Treaty Of Versailles Agreement
After four years of devastating fighting, the First World War ended in Versailles in 1919. The treaty, which was a “diktat” for some and a “diktat” for others, also sowed the seeds of the Second World War, which was to break out twenty years later. The German economy was so weak that only a small percentage of hard currency repairs were paid. Nevertheless, even the payment of this small percentage of the initial repairs (132 billion gold marks) still weighed heavily on the German economy. Although the causes of devastating post-war hyperinflation are complex and controversial, the Germans blamed the near collapse of their treaty economy, and some economists estimated that reparations accounted for up to a third of hyperinflation.  The British historian of modern Germany, Richard J. Evans, wrote that during the war, the German right had embarked on an annexation programme aimed at Germany annexing most of Europe and Africa. Therefore, any peace treaty that did not leave Germany as a conqueror would be unacceptable to them.  Without allowing Germany to retain all the conquests of the Treaty of Brest-Litovsk, Evans argued that nothing could have been done to convince German law to accept Versailles.  Evans also pointed out that the parties of the Weimar coalition, namely the German Social Democratic Party (SPD), the German Social Liberal Democratic Party (DDP) and the Christian Democratic Centrism party, are all opposed to Versailles in the same way, and it is wrong to say that some historians claim that resistance to Versailles is also similar to that of the opposition to the Weimar Republic.  Finally, Evans argued that it was wrong that Versailles caused the premature end of the Republic, claiming instead that it was the Great Depression of the early 1930s that had put an end to German democracy. He also argued that Versailles was not the “main cause” of Nazism and that the German economy was “only marginally influenced by the effects of reparations”.

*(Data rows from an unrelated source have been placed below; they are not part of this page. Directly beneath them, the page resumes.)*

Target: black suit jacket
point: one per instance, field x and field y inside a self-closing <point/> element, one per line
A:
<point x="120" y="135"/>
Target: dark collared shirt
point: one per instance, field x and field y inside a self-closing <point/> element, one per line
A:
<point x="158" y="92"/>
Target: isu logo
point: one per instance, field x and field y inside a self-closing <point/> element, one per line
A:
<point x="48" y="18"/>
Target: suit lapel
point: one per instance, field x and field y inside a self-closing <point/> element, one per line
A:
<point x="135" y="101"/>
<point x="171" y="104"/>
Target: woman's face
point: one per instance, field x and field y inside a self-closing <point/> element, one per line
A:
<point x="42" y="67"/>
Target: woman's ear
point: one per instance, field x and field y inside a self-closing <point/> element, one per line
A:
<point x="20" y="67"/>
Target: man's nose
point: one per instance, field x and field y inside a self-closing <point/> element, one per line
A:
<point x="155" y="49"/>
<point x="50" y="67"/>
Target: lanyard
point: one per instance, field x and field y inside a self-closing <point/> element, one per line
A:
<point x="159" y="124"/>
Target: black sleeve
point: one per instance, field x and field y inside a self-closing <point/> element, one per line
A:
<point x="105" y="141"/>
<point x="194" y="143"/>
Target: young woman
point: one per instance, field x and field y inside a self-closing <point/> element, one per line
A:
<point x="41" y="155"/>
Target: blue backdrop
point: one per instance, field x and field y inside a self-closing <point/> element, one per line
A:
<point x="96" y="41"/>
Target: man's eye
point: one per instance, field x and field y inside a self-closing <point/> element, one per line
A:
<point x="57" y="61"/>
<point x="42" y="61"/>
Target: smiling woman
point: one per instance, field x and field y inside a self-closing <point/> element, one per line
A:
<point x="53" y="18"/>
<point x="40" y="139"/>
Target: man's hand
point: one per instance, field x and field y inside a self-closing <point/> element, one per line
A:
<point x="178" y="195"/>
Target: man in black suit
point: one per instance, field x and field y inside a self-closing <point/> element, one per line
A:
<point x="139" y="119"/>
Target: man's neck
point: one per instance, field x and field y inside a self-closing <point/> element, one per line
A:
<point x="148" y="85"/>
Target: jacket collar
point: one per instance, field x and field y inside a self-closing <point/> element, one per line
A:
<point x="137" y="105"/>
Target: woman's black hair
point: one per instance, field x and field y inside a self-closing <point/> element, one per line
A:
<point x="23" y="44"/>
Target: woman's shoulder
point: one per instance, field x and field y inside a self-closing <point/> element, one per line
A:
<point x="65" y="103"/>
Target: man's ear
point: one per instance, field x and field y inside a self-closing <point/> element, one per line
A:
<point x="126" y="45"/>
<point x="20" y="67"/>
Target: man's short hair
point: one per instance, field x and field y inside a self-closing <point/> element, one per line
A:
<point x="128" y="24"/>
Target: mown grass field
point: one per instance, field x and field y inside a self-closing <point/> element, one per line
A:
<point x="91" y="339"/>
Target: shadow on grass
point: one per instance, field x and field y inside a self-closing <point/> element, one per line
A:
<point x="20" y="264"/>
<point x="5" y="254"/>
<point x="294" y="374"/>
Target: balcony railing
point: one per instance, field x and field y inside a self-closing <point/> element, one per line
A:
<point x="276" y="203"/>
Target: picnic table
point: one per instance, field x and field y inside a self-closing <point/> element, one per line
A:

 Ewa Thompson recalls that the treaty allowed many central and eastern European nations to free themselves from German repressive rule, a fact often overlooked by Western historiography and more interested in understanding the German point of view. In nations that were free by the treaty – such as Poland or the Czechs – it is seen as a symbol of recognition of the injustice committed by their much larger aggressive neighbors against small nations.  In June 1919, the Allies declared that war would resume if the German government did not sign the treaty they had accepted among themselves. Philipp Scheidemann`s government could not agree on a common position and Scheidemann himself resigned instead of declaring himself ready to sign the treaty. Gustav Bauer, the head of the new government, sent a telegram in which he declared his intention to sign the treaty if certain articles were withdrawn, including Articles 227, 230 and 231. (ii) In response, the Allies issued an ultimatum declaring that Germany should accept the treaty or face an Allied invasion of the Rhine within 24 hours. On 23 June, Bauer capitulated and sent a second telegram confirming that a German delegation would arrive shortly to sign the contract.  On 28 June 1919, the fifth anniversary of the assassination of Archduke François-Ferdinand (the immediate start of the war), the peace treaty was signed.  The treaty had clauses ranging from war crimes, from prohibiting the merger of the Republic of Germany with Germany without the agreement of the League of Nations, from freedom of navigation on major European rivers to the return of a Koran to the King of Hejaz.